Sie schickt Karma, der sie zunächst begleitet hat, ins Kloster zurück. Er ist ihr ans Herz gewachsen, weil sie seine Gelassenheit, Sanftmut und Lebensklugheit rühren. Doch sie will allein sein: Als dann zwischen den verschneiten Gipfeln plötzlich das bedrohliche Heulen von Wölfen erklingt, ist ihr Pferd Pemas einziger Begleiter.
“Shambhala” wurde an Originalschauplätzen in Höhen bis zu 6.000 Metern gedreht. Es gab keine Elektrizität und der geringe Sauerstoffgehalt machte dem Team zu schaffen. Doch die Strapazen haben sich gelohnt: “Shambhala” taucht tief in die Landschaft und die Natur des Himalaya ein. Die Berge und Täler, Bäche, Steine, Felsen und Pflanzen sind “lebendige” Teile der Erzählung.
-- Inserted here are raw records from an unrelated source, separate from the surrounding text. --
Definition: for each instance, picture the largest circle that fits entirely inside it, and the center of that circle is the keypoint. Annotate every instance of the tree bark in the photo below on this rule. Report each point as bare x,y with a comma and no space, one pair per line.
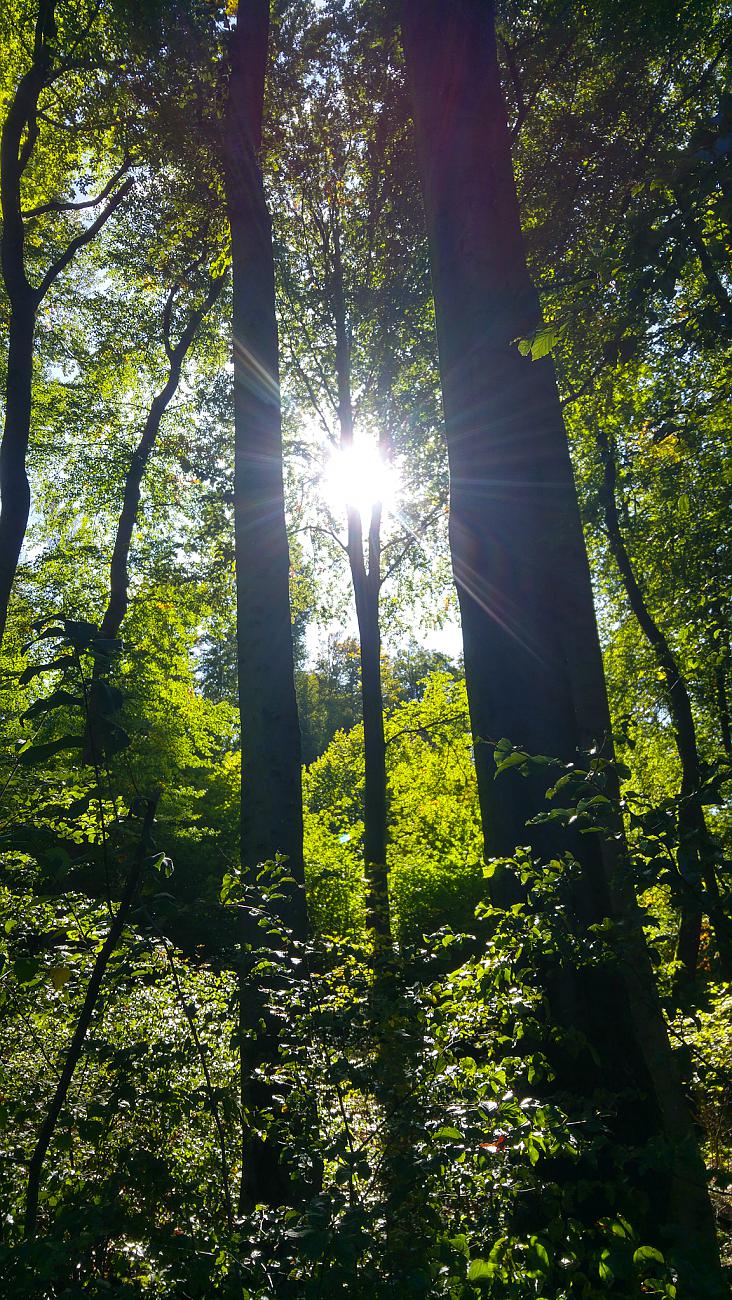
533,668
696,846
272,817
367,585
78,1038
20,133
14,154
118,568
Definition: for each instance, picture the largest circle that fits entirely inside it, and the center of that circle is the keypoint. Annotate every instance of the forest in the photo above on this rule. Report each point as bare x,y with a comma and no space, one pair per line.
366,662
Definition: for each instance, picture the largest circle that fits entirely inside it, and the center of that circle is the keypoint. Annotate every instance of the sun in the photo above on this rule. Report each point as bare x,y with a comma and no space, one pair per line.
360,477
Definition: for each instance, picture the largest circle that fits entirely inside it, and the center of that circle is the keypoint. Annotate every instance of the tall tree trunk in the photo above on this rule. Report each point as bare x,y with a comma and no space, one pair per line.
696,846
272,817
533,668
14,489
20,131
118,568
20,134
367,584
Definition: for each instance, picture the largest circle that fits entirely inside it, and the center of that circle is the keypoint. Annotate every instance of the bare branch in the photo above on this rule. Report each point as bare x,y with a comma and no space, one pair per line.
56,206
81,241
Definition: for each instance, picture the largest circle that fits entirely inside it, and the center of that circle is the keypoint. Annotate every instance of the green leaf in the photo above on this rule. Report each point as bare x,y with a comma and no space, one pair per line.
39,753
25,969
648,1253
480,1269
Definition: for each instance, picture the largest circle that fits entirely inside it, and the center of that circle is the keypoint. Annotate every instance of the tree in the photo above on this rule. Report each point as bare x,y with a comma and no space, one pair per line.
272,819
21,130
533,668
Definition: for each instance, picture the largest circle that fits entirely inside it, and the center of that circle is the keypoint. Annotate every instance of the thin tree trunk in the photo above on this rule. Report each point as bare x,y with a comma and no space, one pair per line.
118,573
78,1038
723,709
696,848
14,489
20,134
533,668
20,131
272,815
367,585
118,568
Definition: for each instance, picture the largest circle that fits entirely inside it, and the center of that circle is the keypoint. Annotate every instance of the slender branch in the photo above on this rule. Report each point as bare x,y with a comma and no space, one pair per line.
81,241
73,1054
57,206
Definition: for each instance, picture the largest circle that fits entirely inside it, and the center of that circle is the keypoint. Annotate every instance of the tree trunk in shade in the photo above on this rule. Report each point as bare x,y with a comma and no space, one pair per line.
272,819
533,667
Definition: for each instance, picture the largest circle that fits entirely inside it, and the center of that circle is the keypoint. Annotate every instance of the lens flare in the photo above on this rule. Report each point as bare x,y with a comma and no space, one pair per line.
360,479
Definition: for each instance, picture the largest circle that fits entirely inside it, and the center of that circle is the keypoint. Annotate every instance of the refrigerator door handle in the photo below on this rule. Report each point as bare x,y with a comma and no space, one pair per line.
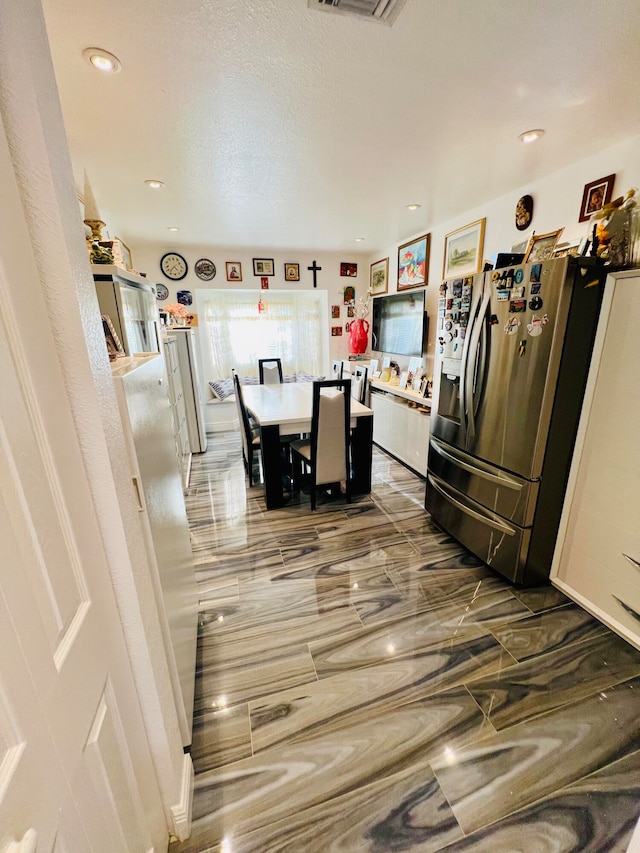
452,456
472,366
440,487
464,361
Der Film lebt von seinen beeindruckenden, zum Teil sensationell prächtigen Aufnahmen. Bham ist ein sehr sorgfältiger Beobachter und bedächtiger Erzähler. Die Gefühle der Figuren zeigen sich in kleinen Gesten; die Story entwickelt sich anhand alltäglicher Handlungen und Begebenheiten. Das Fortschreiten der Zeit misst sich weniger am Wachsen von Pemas Bauch als an einem gelben Pullover, den sie im Laufe ihrer Reise strickt.
Zudem verzichtet Bham auf jede dramatische Übersteigerung, was den Film aus dem von Hektik und Effekthascherei geprägten Strom filmischer Erzeugnisse herausragen lässt. Doch es lohnt sich, sich auf “Shambhala” und seine innere Geruhsamkeit einzulassen. Dabei sollte man im Hinterkopf behalten, dass Rinpoche ein Titel ist, der vorwiegend an Menschen vergeben wird, die als Wiedergeburt eines früheren Meisters anerkannt werden. Erst dann versteht man nämlich, was Karma während der Reise zu Pema sagt: dass nämlich die Frage nach der biologischen Vaterschaft belanglos sei, weil sich das wahre Wunder des Lebens erst mit der Geburt offenbare. Das wird zum eigentlichen Schlüssel dieses wunderschönen Films, der weniger über weibliche Emanzipation als vielmehr von der Kunst des (Zusammen-)Lebens erzählt.